A day before what turned out to be
Anna Hazare's flop show in Mumbai, his colleagues were full of
hype and hubris during a television debate.
It wasn't only that they claimed overwhelming popular support for
their cause - 80 percent of the surveys confirmed this, according
to them - they argued from this figure that since 80 percent of
the people were with them, the elected representatives in the
legislatures were not genuine representatives at all in view of
their opposition to Team Anna's version of the Lokpal bill.

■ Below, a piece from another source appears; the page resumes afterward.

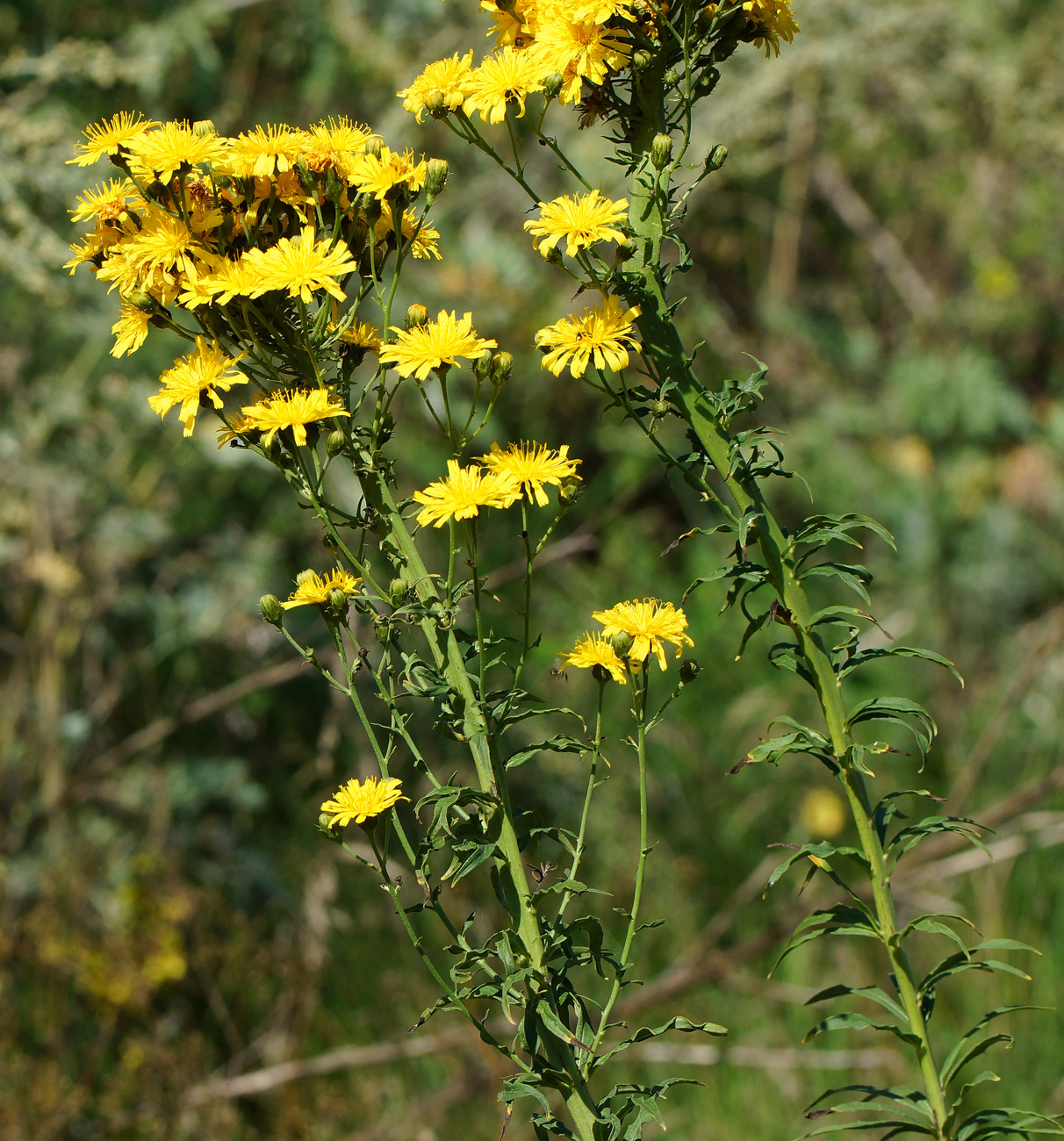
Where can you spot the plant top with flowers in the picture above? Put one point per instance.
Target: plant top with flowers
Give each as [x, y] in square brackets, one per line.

As such, Prashant Bhushan, a member of the team known for his
sympathies for Maoists and Kashmiri separatists, wanted the
present parliamentary system to be scrapped in favour of a
"participatory" democracy where the vox populi will have greater
resonance.
It is doubtful whether Bhushan, and Justice Santosh Hegde, who was
also present, will reiterate their demand for changing the system
now that all the hot air has seeped out of their balloon. But it
is noteworthy how a temporary exhibition of mobocracy can fuel
irrational sentiments.
Nor is this the first time that the country has been held hostage
to such simulated feelings. Two decades ago, mobs were similarly
mobilised by the saffron brotherhood to bring down a mosque and
target other sacred sites of the minorities to boost Hindu pride.

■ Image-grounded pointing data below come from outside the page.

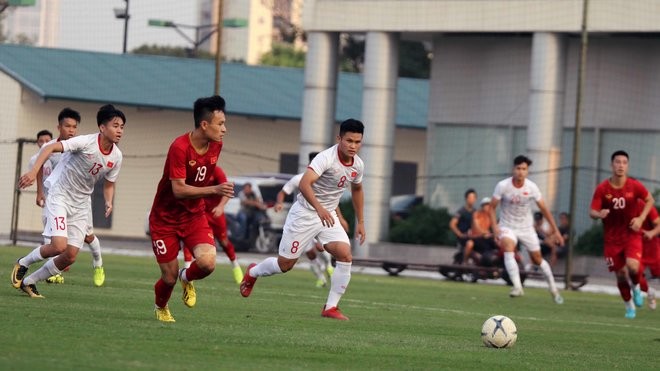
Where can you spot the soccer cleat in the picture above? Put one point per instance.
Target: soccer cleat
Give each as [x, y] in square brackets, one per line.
[17, 275]
[189, 296]
[163, 314]
[638, 299]
[557, 297]
[238, 274]
[31, 290]
[58, 278]
[334, 313]
[99, 276]
[516, 292]
[248, 282]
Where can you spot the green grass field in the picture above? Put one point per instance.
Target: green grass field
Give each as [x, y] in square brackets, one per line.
[396, 323]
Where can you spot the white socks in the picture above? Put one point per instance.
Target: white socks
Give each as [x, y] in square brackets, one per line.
[547, 272]
[512, 268]
[47, 270]
[268, 267]
[31, 258]
[95, 248]
[338, 283]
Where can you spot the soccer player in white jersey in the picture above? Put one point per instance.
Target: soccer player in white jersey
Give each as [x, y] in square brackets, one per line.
[87, 159]
[319, 259]
[516, 224]
[313, 215]
[67, 126]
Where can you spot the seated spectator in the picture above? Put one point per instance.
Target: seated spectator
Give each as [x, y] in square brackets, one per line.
[485, 250]
[461, 223]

The slogan then was 'garv se kaho hum Hindu hain' (say with pride
I am a Hindu), just as the (rapidly fading) chant now is 'main
Anna hun' (I am Anna).
But it may not be fair to blame the politicians and civil
activists-cum-politicians alone for overblown campaigns. The
media, too, similarly misread whipped-up emotions as real ones,
especially those television channels that are forever at war with
rivals.
However, even some in the print media, who usually have greater
time to mull over what they write, saw Tahrir Square in the Jantar
Mantar gatherings last summer. Yet, they must have found out over
the last few days how absurd was their comparison if they saw the
intensely argumentative Indian in parliament on one-half of their
television screens while other half showed the near-empty meeting
ground of Anna and his men in Mumbai. That split-screen
presentation was proof enough why India was not Egypt.
If hauteur was the hallmark of Anna and immaturity of a section of
the media, deviousness and cussedness were those of the ruling
side and the opposition, respectively. The Congress may, or may
not, have anticipated the fizzling out of Anna's movement despite
the strong support for his cause if not his methods. But it was
evident that the party was not serious about a powerful Lokpal
right from the time when it first introduced a "toothless" bill to
the present when it tweaked the original version only marginally
to present a draft where political control over the ombudsman
remained a primary feature.
The party has also been aware all along that, like itself, none of
its allies, whether Lalu Prasad or Mulayam Singh Yadav or Mayawati,
is in favour of a powerful Lokpal who can nip the financial
shenanigans of politicians in the bud. And, for all its posturing,
it is difficult to believe that the Bharatiya Janata Party (BJP),
the party of B.S. Yeddyurappa, is dead against sleaze considering
how the former Karnataka chief minister had to be dragged kicking
and screaming from his post after being charged with corruption.
Since the Lokpal bill can now only be taken up in the budget
session, the intervening period will see the protagonists continue
their skirmishes from where they left off in parliament. But the
BJP's difficulty is that it will have to fight alone since it can
no longer piggy-back Anna's team, as it was doing till now. And
its explanation that it did not bring the Lokpal bill during its
six-year tenure (1998-2004) because none of its ministers was
accused of misappropriating Rs 176,000 crore might not be totally
convincing.
It may be too pessimistic to say that the bill has again reached
the state of limbo where it has been languishing since 1968, but
the possibility cannot be ruled out. Since the political class
will block it on one pretext or another - for being either weak or
damaging for the federal structure - an easy passage is
problematic, not least because the United Progressive Alliance (UPA)
does not have a majority of its own - something which it may not
regret because it does not seem too eager to enact the bill any
way.
It was the moral pressure exerted by Anna which forced the
government to act. But, then, Anna shot himself in the foot by
ratcheting up his agenda to unrealistic levels by claiming to be
superior to all - Anna is India, India is Anna, as one of his
acolytes said. As is known, pride goeth before a fall.